~衝撃の告白②~
第7章ー2
落ち着いた声でゴーシュが異世界の話をし始めた。
実際にあったことだが、私にとって記憶の始まりがこっちの世界なので、前世での出来事は壮大な物語を映画で見た感覚の方が強い。
何せ前世では19年しか生きてないが、こっちでは結婚・出産・離婚を経て40年以上生きているのだから。
だが、ゴーシュは違う。
私とは逆で異世界での人生の方が長かったのだ。
それも子供の頃に前世の記憶が甦ったとなると、
『見かけは子供、頭脳は大人』を地でいってることになる……それも勇者の記憶だ。かなりヘビーなことだっただろう…。

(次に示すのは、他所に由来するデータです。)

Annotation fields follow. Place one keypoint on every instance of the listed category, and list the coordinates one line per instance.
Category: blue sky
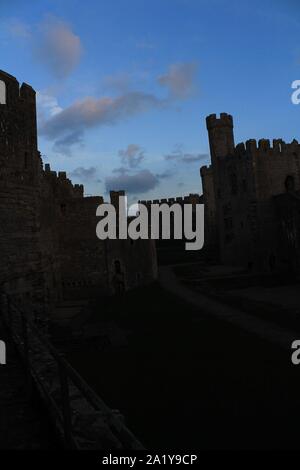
(124, 86)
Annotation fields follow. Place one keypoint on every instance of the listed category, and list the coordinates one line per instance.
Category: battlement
(264, 146)
(190, 199)
(225, 120)
(206, 170)
(61, 181)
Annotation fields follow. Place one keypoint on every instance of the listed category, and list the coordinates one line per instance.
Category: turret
(220, 134)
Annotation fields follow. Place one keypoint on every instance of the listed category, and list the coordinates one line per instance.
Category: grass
(188, 381)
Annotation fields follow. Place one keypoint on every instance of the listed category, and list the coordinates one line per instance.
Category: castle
(251, 194)
(48, 245)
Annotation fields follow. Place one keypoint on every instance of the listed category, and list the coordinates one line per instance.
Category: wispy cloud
(179, 79)
(57, 46)
(178, 155)
(84, 174)
(137, 183)
(19, 29)
(52, 42)
(94, 112)
(133, 155)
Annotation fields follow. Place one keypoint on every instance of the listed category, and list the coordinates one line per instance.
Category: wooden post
(65, 401)
(26, 355)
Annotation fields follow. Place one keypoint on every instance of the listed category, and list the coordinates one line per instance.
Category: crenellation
(49, 227)
(247, 235)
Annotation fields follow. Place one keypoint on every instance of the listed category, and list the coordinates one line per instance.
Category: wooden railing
(68, 398)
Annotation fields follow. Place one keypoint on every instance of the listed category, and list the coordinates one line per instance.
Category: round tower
(220, 134)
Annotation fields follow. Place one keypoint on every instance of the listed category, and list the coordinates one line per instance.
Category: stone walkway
(23, 422)
(264, 329)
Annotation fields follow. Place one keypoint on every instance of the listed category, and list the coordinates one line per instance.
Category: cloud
(84, 174)
(47, 105)
(194, 157)
(132, 156)
(119, 83)
(93, 112)
(19, 29)
(145, 45)
(58, 47)
(179, 79)
(178, 155)
(165, 174)
(140, 182)
(65, 144)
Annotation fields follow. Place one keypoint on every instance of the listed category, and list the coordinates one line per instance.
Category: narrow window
(2, 92)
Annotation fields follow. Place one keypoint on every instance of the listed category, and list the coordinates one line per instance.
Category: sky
(124, 86)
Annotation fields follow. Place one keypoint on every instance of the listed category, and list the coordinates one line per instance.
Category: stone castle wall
(239, 190)
(48, 244)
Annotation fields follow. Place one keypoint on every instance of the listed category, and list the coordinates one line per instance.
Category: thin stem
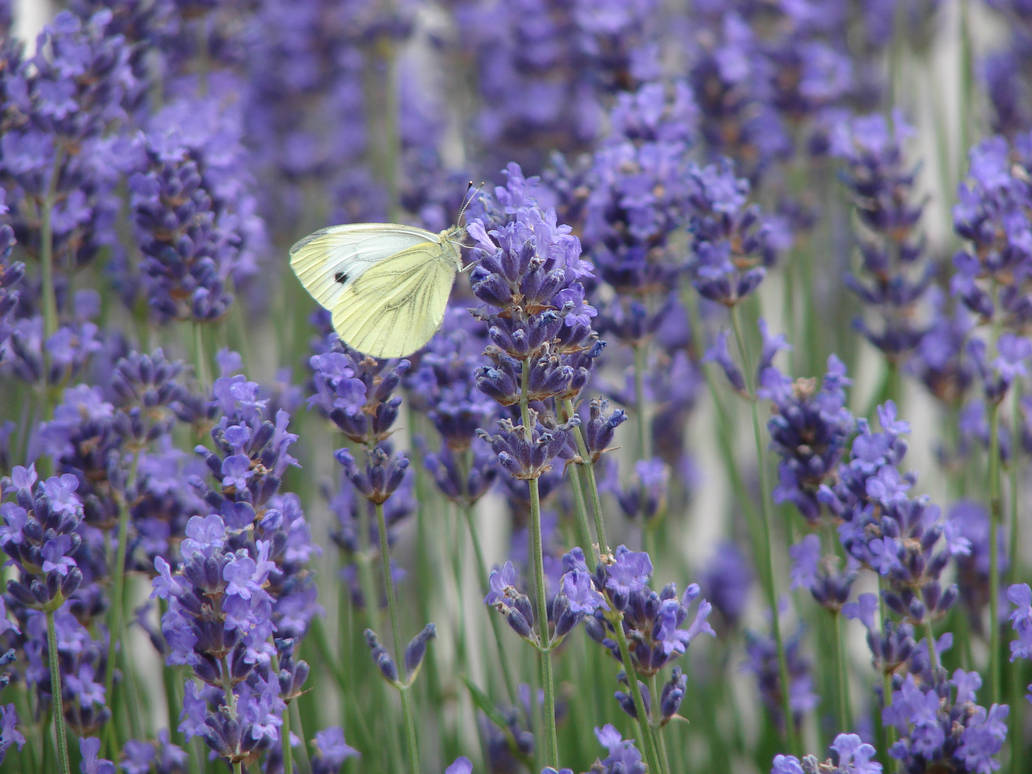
(592, 486)
(659, 739)
(841, 676)
(768, 550)
(648, 742)
(295, 715)
(641, 400)
(200, 358)
(119, 573)
(933, 655)
(369, 593)
(887, 680)
(57, 701)
(46, 254)
(495, 623)
(412, 742)
(967, 83)
(995, 517)
(288, 753)
(551, 746)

「前世の世界ではこの世界と違って科学より魔法が進んでいたようだ。記憶が甦った頃の俺は子供だったこともあって、かなり困惑したものだ。それで周りにも随分迷惑をかけた……」
「あっ……親戚の人?」
「あぁ。引き取った子供の周りでおかしなことばかり起きれば誰だってそうなるだろう……」
「何したん?」
「リコと同じだ。記憶の中にあるスキルや魔法が実際に使えるか試してみた」
そりゃ驚くわな…。
さっきの公園でしたことをやったとしたら下手したら悪魔付きだの超能力者だの大騒ぎになる可能性大やん。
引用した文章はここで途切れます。